The company's first product was a gasoline-powered delivery truck engineered by Ford and completed in January 1900. It received favorable coverage in a local newspaper, but was not without its flaws; it was slow, heavy, unreliable and complicated to manufacture. Later in life, Ford recalled this period as one that was driven by profit rather than innovation.

A catalog produced by Detroit Automobile Company in 1900 showed, with a cost analysis, that the automobile was cheaper to maintain and operate than a horse and vehicle. Little is known about the company's designs.

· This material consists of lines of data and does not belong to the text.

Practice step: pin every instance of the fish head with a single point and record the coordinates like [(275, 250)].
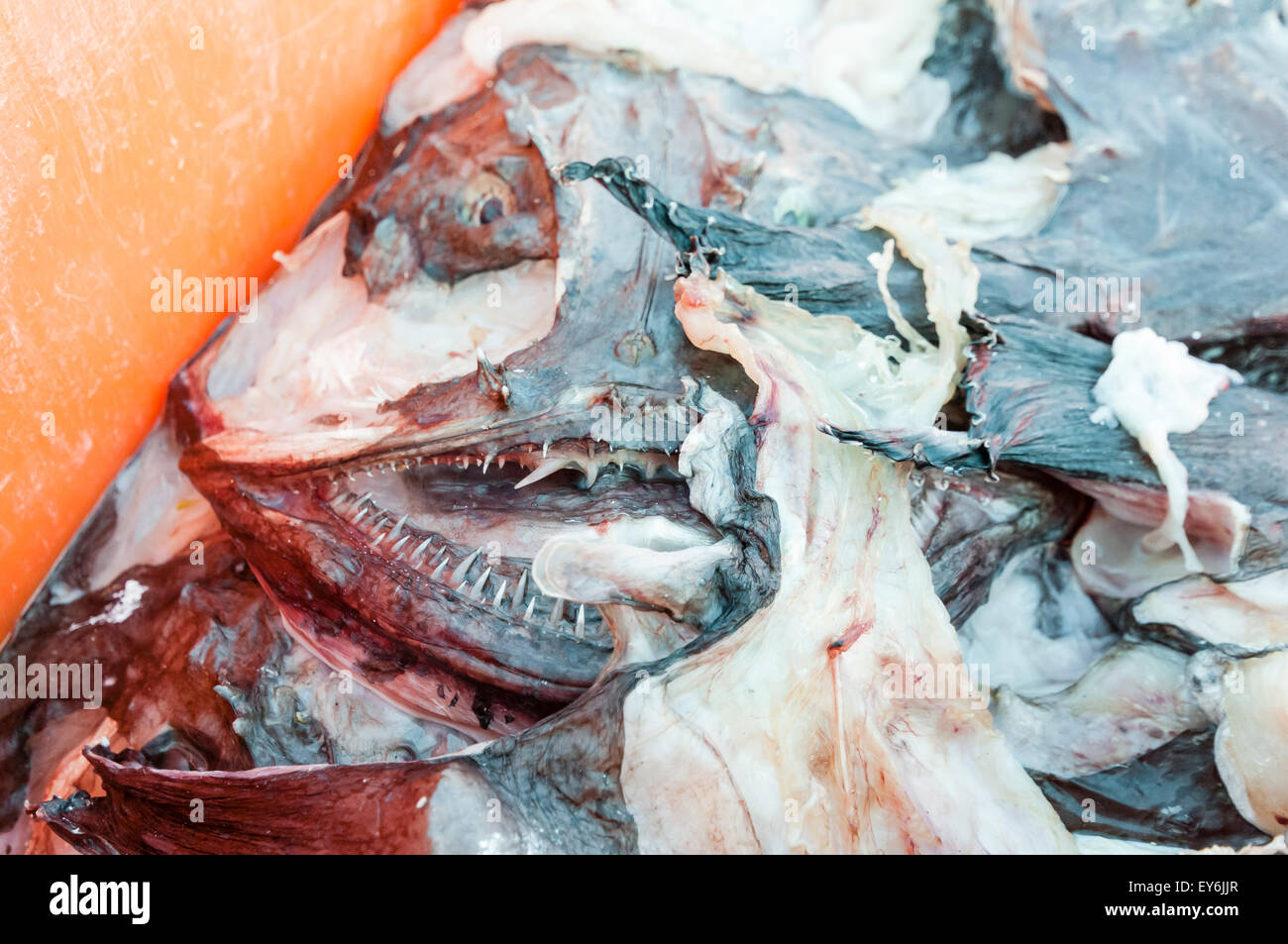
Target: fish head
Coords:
[(454, 481)]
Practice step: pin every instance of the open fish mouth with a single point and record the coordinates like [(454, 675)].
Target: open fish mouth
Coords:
[(439, 553), (677, 464)]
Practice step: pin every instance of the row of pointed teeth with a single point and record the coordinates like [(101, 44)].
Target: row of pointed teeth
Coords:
[(590, 462), (365, 514)]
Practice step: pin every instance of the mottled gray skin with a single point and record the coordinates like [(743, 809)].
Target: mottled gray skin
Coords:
[(1170, 107)]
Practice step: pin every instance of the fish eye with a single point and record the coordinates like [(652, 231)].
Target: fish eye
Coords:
[(485, 198)]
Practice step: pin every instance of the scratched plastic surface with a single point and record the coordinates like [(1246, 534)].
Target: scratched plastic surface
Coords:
[(140, 138)]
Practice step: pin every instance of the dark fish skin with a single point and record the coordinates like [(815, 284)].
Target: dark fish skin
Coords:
[(1171, 794), (823, 268), (553, 789), (986, 114), (290, 810), (1177, 114), (971, 526), (1029, 397)]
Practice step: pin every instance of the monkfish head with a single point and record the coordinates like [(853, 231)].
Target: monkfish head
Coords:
[(456, 450)]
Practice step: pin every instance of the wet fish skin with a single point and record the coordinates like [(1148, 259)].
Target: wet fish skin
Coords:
[(1171, 793)]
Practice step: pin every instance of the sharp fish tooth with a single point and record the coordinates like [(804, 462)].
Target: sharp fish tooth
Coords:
[(519, 590), (464, 567), (477, 590), (549, 468)]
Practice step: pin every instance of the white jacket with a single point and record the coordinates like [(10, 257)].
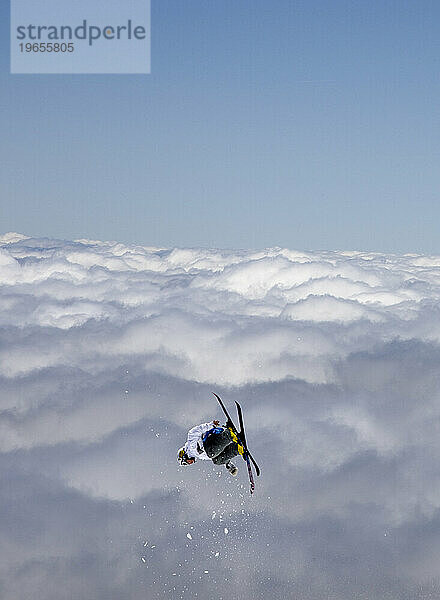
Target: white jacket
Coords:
[(195, 436)]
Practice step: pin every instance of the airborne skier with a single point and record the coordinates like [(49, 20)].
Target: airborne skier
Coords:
[(212, 441), (209, 441)]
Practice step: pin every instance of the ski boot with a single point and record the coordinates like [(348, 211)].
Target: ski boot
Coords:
[(233, 470)]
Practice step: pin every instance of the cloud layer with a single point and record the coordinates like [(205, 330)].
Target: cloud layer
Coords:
[(108, 355)]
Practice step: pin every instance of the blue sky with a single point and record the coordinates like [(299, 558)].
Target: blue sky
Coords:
[(309, 125)]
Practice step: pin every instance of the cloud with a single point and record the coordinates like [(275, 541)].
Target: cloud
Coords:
[(109, 354)]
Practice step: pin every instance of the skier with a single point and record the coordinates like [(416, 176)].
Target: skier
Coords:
[(209, 441)]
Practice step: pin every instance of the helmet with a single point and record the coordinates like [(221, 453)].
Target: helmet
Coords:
[(182, 457)]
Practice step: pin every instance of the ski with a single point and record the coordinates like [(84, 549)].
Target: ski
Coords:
[(243, 437), (240, 439)]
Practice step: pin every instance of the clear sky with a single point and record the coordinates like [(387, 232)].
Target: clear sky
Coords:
[(307, 124)]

Table 1. Detroit Automobile Car Costs
Automobile
| Original cost | $1,000 |
| Cost of operating, 1⁄4 cents per mile, 25 miles per day | $114 |
| New tires | $100 |
| Repairs | $50 |
| Painting vehicle four times | $100 |
|  | $1,364 |
Horse and Vehicle
| Original cost, horse, harness and vehicle | $500 |
| Cost of keeping horse five years | $1,200 |
| Shoeing the horse | $180 |
| Repairs on vehicle, including rubber tires | $150 |
| Repairs on harness, $10 per year | $50 |
| Painting vehicle four times | $100 |
|  | $2,180 |

=== Demise ===
The Detroit Automobile Company was reorganized into the Henry Ford Company on November 20, 1901, after Ford gained further backing from investors because of his racing success. It later became the Cadillac Company under the ownership of Henry Leland, who came in subsequently after Ford had left. The factory location for the Detroit Automobile Company is less than a mile away southeast from Mr. Ford's Piquette Avenue Plant, which opened four years later.